MINNEAPOLIS - President Bush wants to rejigger tax deductions for health insurance, Sen. Edward Kennedy wants to expand Medicare to everyone, and Sen. Hillary Rodham Clinton wants another crack at revamping health care.
Their ideas could fizzle, like the health plans of the 1990s, or turn the massive business of health care upside down.
Their different approaches would have very different consequences for the health industry and for employers.
Some worry that the idea Bush introduced last week in his State of the Union address, to shift the health-insurance tax deduction from employers to workers, would remove one of the main incentives companies have for paying for worker health care. (Company-paid health insurance took off in the 1940s as a tax-deductible end run around World War II wage controls.)
Meanwhile, Democrats have been more open to major overhauls of the health-care system, and even Kennedy's Medicare-for-all idea would amount to a major change. Health insurers could find themselves shut out entirely - or discover a huge new market among the nation's 47 million uninsured. If the Medicare prescription-drug benefit is a model, the government would put up some of the money for the new benefit, while consumers paid the rest, and health insurers would handle the paperwork and take a cut.
A.G. Edwards & Sons Inc. analyst Paul Newsome said there was a decent chance nothing would happen, just as in the early 1990s.
"But what you worry about is a perception issue - that the valuations for these stocks go to rock-bottom, historic lows just over the sentiment," he said. Ideas to alter health insurance have hurt insurance shares before they were defeated, he said.

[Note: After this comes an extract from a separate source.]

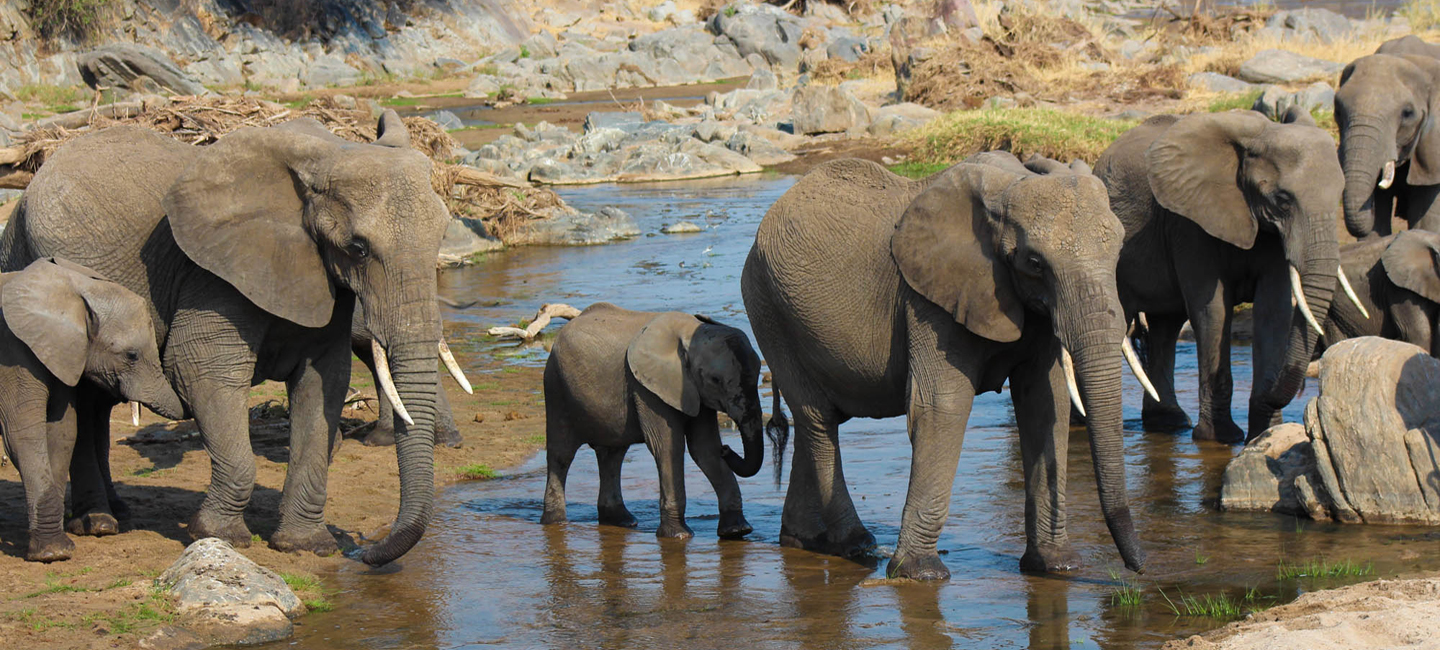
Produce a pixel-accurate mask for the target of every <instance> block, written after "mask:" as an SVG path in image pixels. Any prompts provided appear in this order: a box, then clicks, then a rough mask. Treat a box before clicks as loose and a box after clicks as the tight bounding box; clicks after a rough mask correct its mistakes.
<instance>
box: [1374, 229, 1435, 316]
mask: <svg viewBox="0 0 1440 650" xmlns="http://www.w3.org/2000/svg"><path fill="white" fill-rule="evenodd" d="M1380 261H1381V264H1382V265H1384V267H1385V275H1388V277H1390V281H1391V282H1395V285H1397V287H1400V288H1404V290H1410V291H1414V293H1417V294H1420V295H1423V297H1424V298H1426V300H1430V301H1436V303H1440V235H1436V233H1433V232H1426V231H1405V232H1401V233H1400V235H1395V241H1392V242H1390V246H1385V252H1384V254H1382V255H1381V257H1380Z"/></svg>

"Nothing really happened from an insurance-business perspective," he said. "But, boy, the stock suffered."
Bush is proposing to give everyone a $15,000 deduction for family health-insurance costs ($7,500 for singles). That may sound like plenty, considering that last year the average family group plan cost $11,480, according to the Kaiser Family Foundation. (Many people never see a bill this large because their employer pays most of it.)
But there are two important things to remember: Many health-insurance plans for union members and salaried workers cost more than $15,000. And Bush's proposal calls for the $15,000 cap to rise with inflation, which has run about 3 percent annually in recent years. However, health-care costs have been rising much faster - 8 percent to 14 percent, according to Kaiser.
The issue of tax deductibility is huge. Employer-provided coverage is deductible. But the self-employed, early retirees who aren't yet eligible for Medicare, and part-time workers who buy their own insurance, generally can't deduct the cost. Bush's $15,000 deduction is aimed at leveling that playing field.
If the government ends up pushing for more of the uninsured to buy individual insurance, that could help the state Blue Cross Blue Shield insurers, who already have a strong presence on that type of insurance, said Elizabeth Senko at the Williams Capital Group L.P. WellPoint Inc., the nation's largest health insurer, is a conglomerate of the Blues and would stand to gain if more people bought individual policies, she said.
One key question for health insurers will be whether health-care changes leave the government with the risk of paying expenses, which is what most self-insured large employers do today, or whether it pays insurers to take that risk, as many smaller employers do. Insurers make more money if they're paid to take that risk.
Insurers such as UnitedHealth Group Inc. and Humana Inc. have not shied away from doing business with the government and have become the top two insurers for the Medicare prescription-drug benefit. WellPoint has shied away from that area in the past, said Gary Claxton, director of the Kaiser Family Foundation's Healthcare Marketplace Project.
Insurers, he said, have few places left to go for new business - one reason there was such a land-rush for the prescription-drug business.
"Taking it away from other carriers is difficult because you have to lower your price to do it," he said, "or become much more efficient than your competitors."
Joe Gumino said change can't come fast enough. Gumino, a marketing consultant from Marshall, Va., and his wife had to buy individual policies after she lost her coverage in a job switch two years ago. A Dec. 22 letter from Aetna Inc. saying his insurance renewal would jump 35 percent promoted his third search for insurance in two years. He switched to Aetna after a double-digit increase from UnitedHealth, only to find that his healthy 113-pound wife would be in a high-risk pool - for not weighing enough.
Some have said Bush's health plan could make it easier for employers to drop coverage. But employers added health insurance in the first place because it helped attract workers. So they are unlikely to drop it unless employees have a better option than the current market for individual health insurance, said Frank McArdle, a health-care expert at human-resources consultant Hewitt Associates Inc.